The house itself shows evidence of generous remodeling and enlargement. The entrance-hall seems once to have been the sitting-room. The low-ceiled kitchen, I think, was once the diningroom. I recall a monk's chair that folded to a table, a cradle that was turned to be a nursery for sprouting flowers, a bed that fell curiously from a cabinet in the wall with swingingdoors. But we went no farther among the rooms, and I would have preferred to turn my back upon the past and to range in the parts of present use and see how a present generation lives.

The doorman, having reaped his scornful profit, now consigned us to the gardener. The Wakes is crowded against the village street, but at the rear there are several acres of fine lawn overhung by a wooded hill.

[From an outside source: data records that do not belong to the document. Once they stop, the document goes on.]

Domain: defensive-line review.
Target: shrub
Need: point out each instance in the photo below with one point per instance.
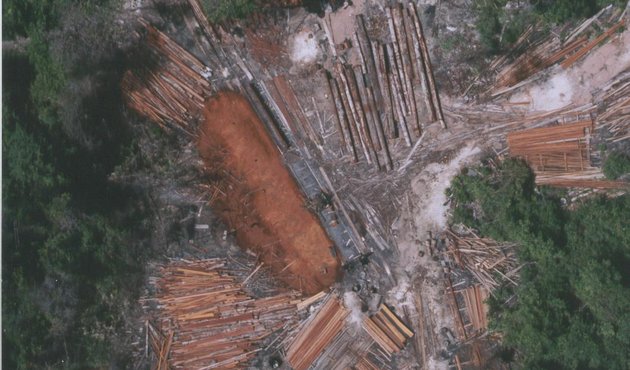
(222, 10)
(616, 165)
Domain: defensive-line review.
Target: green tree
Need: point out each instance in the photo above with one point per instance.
(616, 165)
(573, 301)
(222, 10)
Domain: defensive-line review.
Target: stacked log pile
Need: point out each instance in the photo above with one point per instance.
(171, 87)
(387, 330)
(560, 155)
(615, 118)
(390, 95)
(316, 334)
(491, 265)
(531, 54)
(212, 322)
(474, 298)
(490, 262)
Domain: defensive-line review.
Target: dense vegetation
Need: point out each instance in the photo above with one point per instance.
(500, 23)
(222, 10)
(74, 242)
(616, 165)
(572, 306)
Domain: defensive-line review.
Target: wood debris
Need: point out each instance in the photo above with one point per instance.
(560, 155)
(171, 87)
(491, 263)
(387, 330)
(212, 322)
(316, 334)
(536, 50)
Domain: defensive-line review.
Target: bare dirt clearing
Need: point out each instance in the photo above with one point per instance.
(260, 200)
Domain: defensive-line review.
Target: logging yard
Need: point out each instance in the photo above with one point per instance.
(326, 145)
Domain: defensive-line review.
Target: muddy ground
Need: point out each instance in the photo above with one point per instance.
(258, 199)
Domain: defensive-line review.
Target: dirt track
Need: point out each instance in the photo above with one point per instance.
(258, 197)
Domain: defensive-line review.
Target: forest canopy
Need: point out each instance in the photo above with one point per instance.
(572, 307)
(74, 241)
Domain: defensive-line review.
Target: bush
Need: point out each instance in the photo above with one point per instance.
(571, 310)
(223, 10)
(616, 165)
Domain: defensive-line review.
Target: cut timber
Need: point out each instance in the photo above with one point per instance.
(387, 330)
(580, 53)
(560, 155)
(317, 334)
(435, 98)
(212, 321)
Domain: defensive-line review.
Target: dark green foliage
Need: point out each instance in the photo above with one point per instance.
(616, 165)
(500, 26)
(562, 10)
(74, 242)
(572, 307)
(222, 10)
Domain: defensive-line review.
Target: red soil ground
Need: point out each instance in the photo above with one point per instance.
(257, 197)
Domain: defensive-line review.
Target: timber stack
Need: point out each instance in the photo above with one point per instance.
(532, 53)
(560, 155)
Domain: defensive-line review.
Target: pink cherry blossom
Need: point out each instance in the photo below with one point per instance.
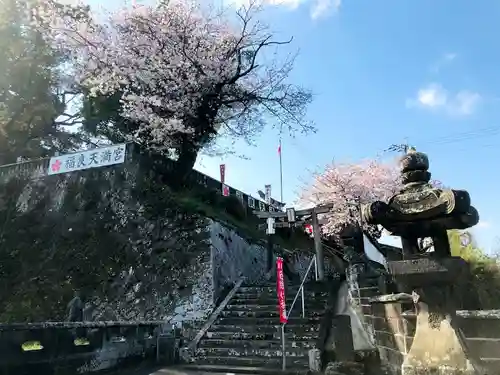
(177, 68)
(347, 186)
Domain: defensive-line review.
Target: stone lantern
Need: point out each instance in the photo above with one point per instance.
(426, 283)
(421, 210)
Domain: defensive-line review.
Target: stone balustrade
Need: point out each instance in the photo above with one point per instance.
(80, 347)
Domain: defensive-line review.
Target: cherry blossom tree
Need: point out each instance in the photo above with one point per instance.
(347, 186)
(177, 76)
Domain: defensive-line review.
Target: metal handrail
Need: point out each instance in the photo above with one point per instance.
(301, 288)
(301, 292)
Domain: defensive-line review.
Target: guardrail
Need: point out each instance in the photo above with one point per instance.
(301, 293)
(80, 347)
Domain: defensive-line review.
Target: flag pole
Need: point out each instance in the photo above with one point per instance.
(281, 174)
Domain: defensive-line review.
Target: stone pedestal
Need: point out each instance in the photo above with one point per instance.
(436, 347)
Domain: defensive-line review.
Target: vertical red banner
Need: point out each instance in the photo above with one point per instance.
(223, 173)
(280, 289)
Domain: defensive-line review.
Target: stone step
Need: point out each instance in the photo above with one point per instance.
(255, 343)
(276, 328)
(255, 302)
(302, 335)
(250, 352)
(225, 370)
(261, 362)
(269, 294)
(268, 314)
(240, 322)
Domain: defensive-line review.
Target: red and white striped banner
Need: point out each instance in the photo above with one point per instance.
(280, 289)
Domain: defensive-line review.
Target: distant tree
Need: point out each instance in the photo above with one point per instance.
(33, 93)
(347, 186)
(175, 77)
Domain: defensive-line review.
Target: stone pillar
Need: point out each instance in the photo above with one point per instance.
(437, 347)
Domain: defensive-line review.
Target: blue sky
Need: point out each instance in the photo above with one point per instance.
(387, 72)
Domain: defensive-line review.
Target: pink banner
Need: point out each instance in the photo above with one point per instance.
(280, 288)
(223, 173)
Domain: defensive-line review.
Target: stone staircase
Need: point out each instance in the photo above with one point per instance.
(246, 338)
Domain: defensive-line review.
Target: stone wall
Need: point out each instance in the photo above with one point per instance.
(116, 234)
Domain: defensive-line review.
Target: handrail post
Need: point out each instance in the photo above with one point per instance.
(283, 347)
(315, 268)
(303, 302)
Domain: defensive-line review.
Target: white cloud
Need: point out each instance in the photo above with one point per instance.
(319, 8)
(435, 97)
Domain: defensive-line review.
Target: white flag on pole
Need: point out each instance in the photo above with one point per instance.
(372, 252)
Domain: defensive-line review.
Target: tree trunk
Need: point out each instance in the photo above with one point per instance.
(185, 164)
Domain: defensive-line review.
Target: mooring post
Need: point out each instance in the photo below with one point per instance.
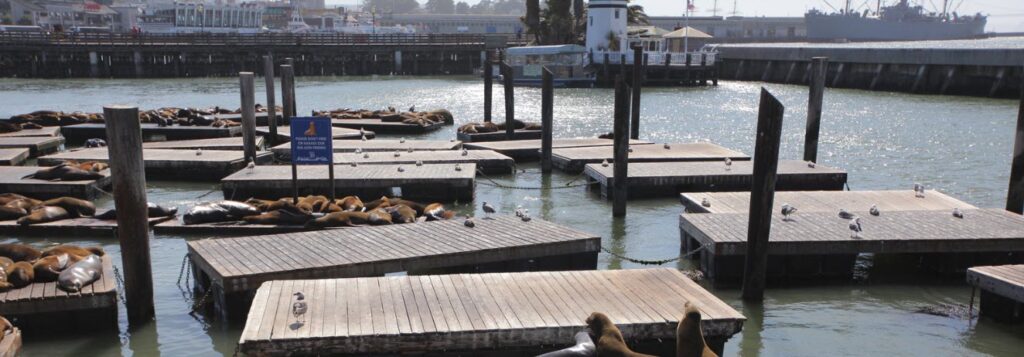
(271, 100)
(488, 80)
(509, 101)
(1015, 196)
(637, 83)
(762, 195)
(547, 112)
(124, 136)
(817, 90)
(246, 80)
(622, 146)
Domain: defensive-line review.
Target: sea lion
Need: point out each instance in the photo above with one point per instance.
(20, 274)
(583, 348)
(81, 274)
(689, 340)
(44, 214)
(75, 207)
(609, 339)
(19, 253)
(48, 268)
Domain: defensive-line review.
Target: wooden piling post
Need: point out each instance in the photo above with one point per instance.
(622, 146)
(637, 83)
(817, 90)
(1015, 195)
(124, 135)
(547, 112)
(271, 100)
(509, 101)
(762, 195)
(248, 91)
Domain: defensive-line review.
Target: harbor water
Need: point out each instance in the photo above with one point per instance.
(958, 145)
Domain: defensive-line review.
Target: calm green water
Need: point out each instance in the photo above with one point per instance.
(885, 140)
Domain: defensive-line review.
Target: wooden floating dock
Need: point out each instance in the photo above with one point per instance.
(236, 267)
(37, 145)
(284, 151)
(530, 149)
(13, 157)
(485, 161)
(382, 127)
(476, 314)
(572, 160)
(171, 164)
(435, 181)
(520, 134)
(285, 133)
(12, 180)
(228, 143)
(668, 179)
(854, 202)
(43, 305)
(78, 133)
(1001, 291)
(819, 243)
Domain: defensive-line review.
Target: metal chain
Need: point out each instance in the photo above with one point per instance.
(652, 262)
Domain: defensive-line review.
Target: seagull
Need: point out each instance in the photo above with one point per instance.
(299, 307)
(786, 211)
(855, 227)
(487, 210)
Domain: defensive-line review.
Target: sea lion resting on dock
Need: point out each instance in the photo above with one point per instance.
(609, 339)
(81, 274)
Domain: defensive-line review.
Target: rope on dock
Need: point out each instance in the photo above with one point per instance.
(651, 262)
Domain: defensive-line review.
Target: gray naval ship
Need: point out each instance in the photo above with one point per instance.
(901, 21)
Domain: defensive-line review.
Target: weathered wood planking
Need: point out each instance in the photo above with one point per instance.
(284, 151)
(530, 149)
(435, 181)
(572, 160)
(37, 145)
(894, 231)
(41, 298)
(228, 143)
(486, 161)
(668, 179)
(285, 133)
(855, 202)
(78, 133)
(166, 164)
(382, 127)
(13, 157)
(471, 314)
(242, 264)
(45, 131)
(1005, 280)
(12, 180)
(71, 227)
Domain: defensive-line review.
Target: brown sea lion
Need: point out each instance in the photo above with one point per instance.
(19, 253)
(20, 274)
(689, 340)
(75, 207)
(48, 268)
(44, 214)
(609, 340)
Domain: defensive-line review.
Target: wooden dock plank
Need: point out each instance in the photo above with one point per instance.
(572, 160)
(854, 202)
(668, 179)
(628, 287)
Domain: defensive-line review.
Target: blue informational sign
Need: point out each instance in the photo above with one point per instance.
(311, 141)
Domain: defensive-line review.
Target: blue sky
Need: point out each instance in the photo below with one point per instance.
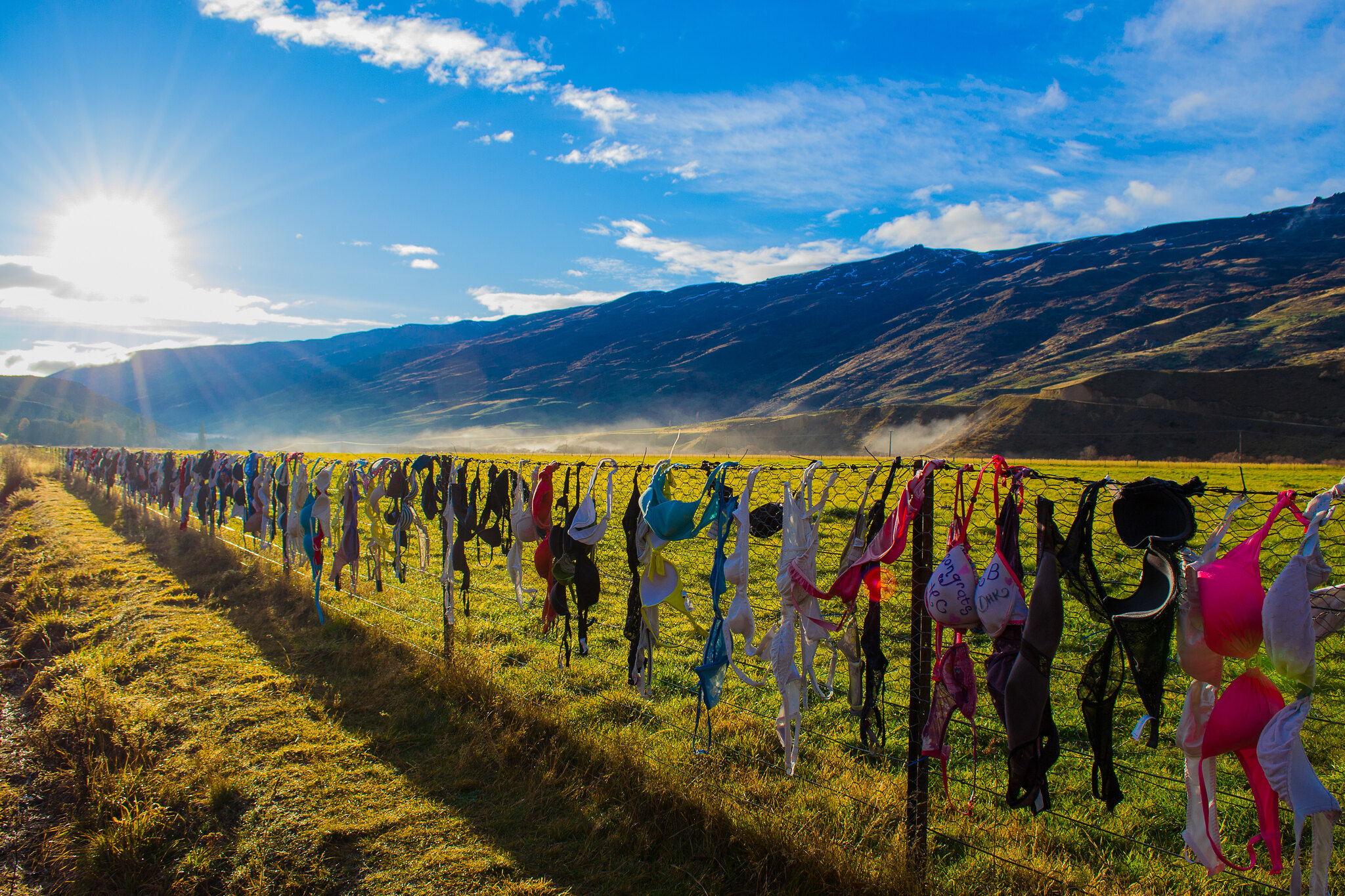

I asked the gardener if this wood was the hanger mentioned in the history, a single fact that lodged with me, and thereby gained great credit for erudition. A brick path leads across the lawn, and we were told that Gilbert White laid the path himself and walked there in muddy weather. It ascends to the left through a scanty grove of ripe old trees, each labeled with its

Latin, and issues to the hanger-"a vast hill of chalk, rising three hundred feet above the village. The

covert of this eminence is altogether beech, the most lovely of all forest trees."

To the right of the lawn is an inclosure of flowers and vegetables, and I may have seen the very patch of mud where the tortoise wallowed in hot weather. Altogether it is such a spot as one seldom finds except in England, tightly hidden from the village and yet open to the hills. Like Fabre's patch of stone and thistle and Burroughs's stretch of Catskills, it is an appropriate laboratory of living nature.

The gardener had now earned his half-crown. He wavered a bit whether he should not, as one friendly servant to another, consign us to the stableman for continuing fee, but finally released us directly to the street. The church with its graveyard was still to be seen, a weathered building of worn tablets, with a great yew near by. In almost every English graveyard there is a yew, and I have read, but know not the truth, that an early king, finding a shortage of wood suitable for bows, ordered that a yew be planted in every churchyard of the kingdom against the fear of a French invasion. And thus a measure of national defense by a kind of irony has made the yew a tree of mourning.